[DigitalToday reporter Jinju Hong (홍진주)] Computing and memory efficiency are emerging as a key competitive edge behind Chinese AI company DeepSeek's push for large-scale fundraising, even as it keeps its free model releases and low-cost API strategy.
On May 26, local time, online media outlet Gigazine reported that DeepSeek is in talks to raise investment worth about 70 billion yuan.
DeepSeek drew attention in the global AI industry with DeepSeek-R1, released in January 2025. At the time, the model was assessed as delivering performance similar to OpenAI's reasoning model o1. DeepSeek-V4-Pro, released in May this year, was rated by the U.S. government-affiliated Center for AI Standards and Innovation (CAISI) as having GPT-5-level performance, while an analysis suggested it lags U.S. cutting-edge models by about 8 months.
What the industry is watching is its pricing policy. DeepSeek has effectively made permanent an API discount policy of 75% that it initially ran for a limited period. Its sharply lower costs versus models with comparable performance are cited as a competitive strength. China's Alibaba and Zhipu AI (Z.ai) are also joining the trend of releasing advanced models for free, but they are assessed as pursuing relatively clear monetisation strategies such as building agent systems. DeepSeek, by contrast, continues talks for large-scale investment even though it lacks an obvious revenue model.
As a reason, AI analyst GDP pointed to "overwhelming efficiency". Large language models use a KV cache structure that stores and reuses computation results, and DeepSeek's design is said to have sharply reduced memory usage. Based on an input of 1 million tokens, memory use was analysed at 60 GB for GLM-5 and about 89 GB for Qwen3-235B-A22B, compared with 5.48 GB for DeepSeek-V4.
The gap goes beyond a simple technical comparison and is directly tied to cost structure. In the AI industry, surging memory prices are emerging as a major burden. The outlet explained that about 63% of AI chip costs currently come from memory, and that in some environments memory costs are a bigger burden than GPUs. In this situation, DeepSeek's high-efficiency structure could sharply cut model operating costs and serve as a basis for securing profitability, the analysis said.
Efficiency was also highlighted in inference speed. DeepSeek is assessed as being able to reduce latency even on relatively lower-performance AI chips by optimising how it uses caches. DeepSeek-V4-Pro was reported to run on about one-third of the computation of the previous generation, while DeepSeek-V4-Flash was reported to be able to process with only about one-tenth of the computation.
The strategy also intersects with the realities facing China's AI industry. Chinese companies face constraints in securing Nvidia's latest high-performance AI chips due to U.S. export restrictions. If they can deliver high-performance AI services with relatively lower-spec chips, that would not only cut costs but also strengthen supply-chain stability.

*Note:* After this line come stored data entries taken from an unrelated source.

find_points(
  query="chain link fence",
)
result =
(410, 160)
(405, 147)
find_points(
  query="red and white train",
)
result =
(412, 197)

Some in the market also say DeepSeek's 70 billion yuan fundraising is tied to a longer-term strategy than simply developing models. GDP forecast that the funds could be reinvested in Chinese memory and AI chip companies and used to build a "cost-efficient AI ecosystem". That is, the structure would be to secure market share through free model releases and a low-priced API strategy, then generate actual profitability through high-efficiency model design and building a hardware supply chain within China.
In the industry, some see that if such a strategy is realised, Chinese AI companies could emerge as a new alternative in the global AI industry beyond simple price competition.